‘Invisible Patterns’ : what goes around comes around

Invisible Patterns book

A child who can think for himself will use his own moral compass to tell good from bad.

We, as parents, need to encourage independent thinking rather than monitor our children.

The aim of this story is to get a child to listen to his inner voice and use his own judgement in making choices.






2 thoughts on “‘Invisible Patterns’ : what goes around comes around

  1. “Invisible Patterns” by Dr. Shyamala Vatsa is a charming little book which through its easy-flowing story imparts priceless wisdom to its readers. Its unique plot and endearing characters are easy to identify with and perhaps the very reason why its message is so powerful.

    My husband and I would like to add our opinion from the point of view of parents, together raising our boisterous 9-year-old son. We observed that children are born with a certain degree of inherent wisdom and tremendous intelligence.

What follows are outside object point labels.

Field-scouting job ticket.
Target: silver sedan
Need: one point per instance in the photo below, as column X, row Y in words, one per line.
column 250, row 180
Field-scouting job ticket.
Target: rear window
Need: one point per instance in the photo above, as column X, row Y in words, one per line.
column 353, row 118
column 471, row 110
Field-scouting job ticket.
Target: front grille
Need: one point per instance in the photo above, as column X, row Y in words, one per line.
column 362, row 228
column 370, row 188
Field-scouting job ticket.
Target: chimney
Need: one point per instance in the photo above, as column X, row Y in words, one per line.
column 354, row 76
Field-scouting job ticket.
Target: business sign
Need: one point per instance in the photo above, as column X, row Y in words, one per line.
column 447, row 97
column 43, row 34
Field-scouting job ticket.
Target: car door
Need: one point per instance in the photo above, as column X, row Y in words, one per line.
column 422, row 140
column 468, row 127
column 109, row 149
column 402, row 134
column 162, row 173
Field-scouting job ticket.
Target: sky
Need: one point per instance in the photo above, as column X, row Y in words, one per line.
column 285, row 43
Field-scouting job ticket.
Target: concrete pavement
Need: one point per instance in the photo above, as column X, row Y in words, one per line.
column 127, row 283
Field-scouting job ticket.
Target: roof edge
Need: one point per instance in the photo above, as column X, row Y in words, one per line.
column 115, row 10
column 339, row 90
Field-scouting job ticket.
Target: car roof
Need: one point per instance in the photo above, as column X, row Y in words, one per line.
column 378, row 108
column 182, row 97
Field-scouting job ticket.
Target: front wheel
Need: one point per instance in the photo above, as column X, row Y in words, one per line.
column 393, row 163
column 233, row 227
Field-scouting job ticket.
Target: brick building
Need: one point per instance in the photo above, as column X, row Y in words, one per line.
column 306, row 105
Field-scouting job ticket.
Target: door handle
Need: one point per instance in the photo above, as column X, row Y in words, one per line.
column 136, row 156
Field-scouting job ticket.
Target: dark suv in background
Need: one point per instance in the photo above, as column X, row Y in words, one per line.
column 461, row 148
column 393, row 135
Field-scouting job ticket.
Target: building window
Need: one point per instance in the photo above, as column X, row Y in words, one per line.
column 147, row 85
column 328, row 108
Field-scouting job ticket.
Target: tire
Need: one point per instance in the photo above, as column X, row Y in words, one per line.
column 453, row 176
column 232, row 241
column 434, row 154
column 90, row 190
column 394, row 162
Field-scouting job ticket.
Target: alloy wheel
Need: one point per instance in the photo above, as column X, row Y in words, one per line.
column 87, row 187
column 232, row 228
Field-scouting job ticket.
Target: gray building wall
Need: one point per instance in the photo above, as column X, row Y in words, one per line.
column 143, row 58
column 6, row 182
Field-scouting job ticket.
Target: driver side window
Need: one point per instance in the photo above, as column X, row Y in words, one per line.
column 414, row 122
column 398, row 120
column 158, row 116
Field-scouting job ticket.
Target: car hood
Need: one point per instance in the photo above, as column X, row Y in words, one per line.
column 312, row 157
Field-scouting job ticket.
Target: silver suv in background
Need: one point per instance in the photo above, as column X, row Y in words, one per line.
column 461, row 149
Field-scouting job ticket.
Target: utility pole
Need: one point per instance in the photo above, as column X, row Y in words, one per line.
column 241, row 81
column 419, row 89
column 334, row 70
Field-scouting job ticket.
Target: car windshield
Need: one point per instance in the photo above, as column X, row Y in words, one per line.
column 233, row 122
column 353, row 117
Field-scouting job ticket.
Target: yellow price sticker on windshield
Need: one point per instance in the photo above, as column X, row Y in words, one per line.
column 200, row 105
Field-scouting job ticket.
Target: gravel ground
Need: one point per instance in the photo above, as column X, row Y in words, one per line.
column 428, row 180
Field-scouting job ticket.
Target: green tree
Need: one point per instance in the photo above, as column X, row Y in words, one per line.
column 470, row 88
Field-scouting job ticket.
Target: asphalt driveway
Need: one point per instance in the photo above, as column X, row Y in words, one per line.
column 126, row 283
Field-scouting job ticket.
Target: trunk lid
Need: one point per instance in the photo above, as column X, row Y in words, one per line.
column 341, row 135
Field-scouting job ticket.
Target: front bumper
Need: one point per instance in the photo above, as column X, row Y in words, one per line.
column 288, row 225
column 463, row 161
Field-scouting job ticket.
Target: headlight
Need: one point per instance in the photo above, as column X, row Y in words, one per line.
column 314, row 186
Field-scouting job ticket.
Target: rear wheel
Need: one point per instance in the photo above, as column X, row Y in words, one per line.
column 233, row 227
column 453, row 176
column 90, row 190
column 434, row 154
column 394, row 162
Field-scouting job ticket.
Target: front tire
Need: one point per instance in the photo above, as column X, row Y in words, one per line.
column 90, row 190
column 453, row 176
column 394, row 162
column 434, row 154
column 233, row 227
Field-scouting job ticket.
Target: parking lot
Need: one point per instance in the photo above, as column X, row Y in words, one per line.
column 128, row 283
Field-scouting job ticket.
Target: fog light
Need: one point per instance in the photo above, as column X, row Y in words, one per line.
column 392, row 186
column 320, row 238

Once they start expressing themselves through speech and purposeful actions we are often left speechless by their observations, reactions and attitudes. We have learnt so much about the more important things in life through and from our son.

    We are all well-meaning parents and always want what is best for our little ones but the means we employ are often counter-productive. We turn them into little robots brain-washed with rules and regulations about how to live their lives when all we really need to do is let them be, to ask their questions, to get their answers, and just gently guide them when necessary, so that they may be truly equipped to live their own lives to its greatest potential.

    Life is really quite simple and it has helped us as parents to look at it through our child’s eyes. It has certainly helped when we need to find answers to our son’s innumerable questions!

    “Invisible Patterns” is a precious read for all members of the family because in a simple ‘non-preachy’ way it has communicated this idea.